This news is frustrating, but it is not surprising to officials who have been watching waves of patients entering hospitals-in 2020, because there is no vaccine, there is almost no effective treatment; in 2021, because of vaccines be rejected. “In terms of healthcare-related infections and Covid, we really have a perfect storm,” said Arjun Srinivasan, physician and deputy director of the CDC’s infection prevention program.
He pointed out that in the first wave of infections, patients who are most likely to enter the hospital due to severe Covid are older, suffer from chronic diseases, and may have weakened immune functions-therefore, they are more likely to eventually be admitted to the ICU and require a ventilator to take over breathing. And enter their blood to deliver drugs. Faced with so many patients, medical staff are at a loss and are more likely to skip preventive tasks-and with such a shortage of PPE, they are more likely to unknowingly carry pathogens between patients. “So, at the same time, you have more patients than ever before, but you need fewer staff than usual to take care of them,” Srinivasan said. “The normal care delivery system has collapsed because your need for care is too great and there are not enough healthcare providers to provide it.”
There was an uneasy expectation last year that this might happen. In November, a team of researchers from New York and St. Louis Expected inside American Journal of Infection Control With the development of Covid, people who are mildly ill or who need to postpone surgery are less likely to go to the hospital for examination. They predict that this will lead to an increase in critically ill patients, who need interventions that lead to hospital infections. They made this prediction based on early signals from their own institution: In the first three months of the pandemic in the United States, compared with the previous 15 months, the central line-related bloodstream infections in one hospital increased by 420%, and the other increased by 420%. 327%.
“In my institution, Covid came to us in mid-March 2020, and April was the month with the worst nosocomial infection in our hospital history,” said Kathleen M. McMullen, senior manager of infection prevention and occupational health at Christian Hospital. Northwest Healthcare in St. Louis and the first author of the study. “When talking to colleagues across the country, we heard that they are also dealing with this problem and thought,’We need to solve this problem.'”
The team also foresees that with the delay of elective surgery, certain types of infections (such as infections in surgical incisions) will decrease. Their instincts are firm. CDC’s new data shows that the only type of nosocomial infection that declined last year was infection at the surgical site after colon surgery or hysterectomy (which requires an open incision instead of laparoscopic surgery), and This is difficult (hardWhen broad-spectrum antibiotics disrupt the balance of intestinal bacteria, malignant intestinal infections will surge.
Considering the conditions that hospitals endured in the first wave of the epidemic, all of this makes sense, McMullen said: “There are too many patients, no more medical staff, and too much fear – uncomfortable. I want to enter and leave the ward soon.”

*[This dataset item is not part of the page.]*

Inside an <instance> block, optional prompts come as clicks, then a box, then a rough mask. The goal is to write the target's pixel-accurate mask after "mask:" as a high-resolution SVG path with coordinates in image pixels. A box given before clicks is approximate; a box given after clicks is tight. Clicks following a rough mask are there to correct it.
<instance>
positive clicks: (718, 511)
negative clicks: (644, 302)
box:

The data discovered by CDC matches the data McMullen and her colleagues observed and then predicted.But she said it might actually be Underrepresented For hospital infections across the country, the work of caring for patients in the first wave was so intense that the Centers for Medicare and Medicaid Services allowed hospitals to suspend mandatory reporting from April to June.

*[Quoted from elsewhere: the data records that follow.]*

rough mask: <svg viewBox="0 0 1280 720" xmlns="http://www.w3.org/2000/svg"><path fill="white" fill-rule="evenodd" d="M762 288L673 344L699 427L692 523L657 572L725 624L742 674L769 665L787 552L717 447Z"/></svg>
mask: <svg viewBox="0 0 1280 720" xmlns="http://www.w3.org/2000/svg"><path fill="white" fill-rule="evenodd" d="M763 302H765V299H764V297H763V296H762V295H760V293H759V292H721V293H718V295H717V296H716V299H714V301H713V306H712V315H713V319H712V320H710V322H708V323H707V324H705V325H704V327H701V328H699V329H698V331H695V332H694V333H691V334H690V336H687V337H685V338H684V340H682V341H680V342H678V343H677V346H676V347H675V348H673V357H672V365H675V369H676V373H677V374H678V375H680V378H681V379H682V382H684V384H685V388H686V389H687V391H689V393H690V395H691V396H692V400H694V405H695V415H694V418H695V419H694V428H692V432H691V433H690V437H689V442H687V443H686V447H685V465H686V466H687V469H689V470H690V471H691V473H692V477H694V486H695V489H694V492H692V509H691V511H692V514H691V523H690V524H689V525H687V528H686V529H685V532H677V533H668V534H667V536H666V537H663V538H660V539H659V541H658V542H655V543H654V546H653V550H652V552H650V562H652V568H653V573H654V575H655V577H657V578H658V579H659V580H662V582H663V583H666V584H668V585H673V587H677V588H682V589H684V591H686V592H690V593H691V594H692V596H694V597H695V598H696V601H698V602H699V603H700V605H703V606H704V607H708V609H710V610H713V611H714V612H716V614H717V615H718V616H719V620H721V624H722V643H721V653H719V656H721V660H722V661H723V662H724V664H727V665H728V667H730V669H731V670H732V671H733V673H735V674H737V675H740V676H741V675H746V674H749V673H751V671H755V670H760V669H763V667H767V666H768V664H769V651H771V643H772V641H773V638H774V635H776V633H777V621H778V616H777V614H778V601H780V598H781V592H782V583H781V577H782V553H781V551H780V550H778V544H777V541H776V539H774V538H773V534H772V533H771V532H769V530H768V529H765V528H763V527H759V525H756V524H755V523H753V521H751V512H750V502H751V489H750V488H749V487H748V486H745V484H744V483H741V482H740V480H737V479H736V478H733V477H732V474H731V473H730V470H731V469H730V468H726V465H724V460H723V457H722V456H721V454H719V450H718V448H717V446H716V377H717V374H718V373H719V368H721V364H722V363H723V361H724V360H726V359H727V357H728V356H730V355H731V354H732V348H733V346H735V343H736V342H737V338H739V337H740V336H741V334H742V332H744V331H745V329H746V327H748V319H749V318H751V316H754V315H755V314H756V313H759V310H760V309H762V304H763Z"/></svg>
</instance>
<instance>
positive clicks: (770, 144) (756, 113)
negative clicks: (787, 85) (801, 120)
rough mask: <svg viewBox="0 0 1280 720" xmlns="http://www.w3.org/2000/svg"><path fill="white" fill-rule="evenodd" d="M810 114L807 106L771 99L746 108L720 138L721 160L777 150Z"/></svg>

There is a particularly ominous signal in the CDC data. One of the infections that surged between the end of 2019 and the end of last year was bacteremia-infectious bacteria that spread throughout the blood and can cause sepsis and septic shock-caused by MRSA. This is the only drug-resistant infection that appears in their data because it is one of the infections that CMS needs to report. (MRSA and all staphylococci live on the skin, so piercing the skin with a catheter or incision can introduce the bacteria into the body.)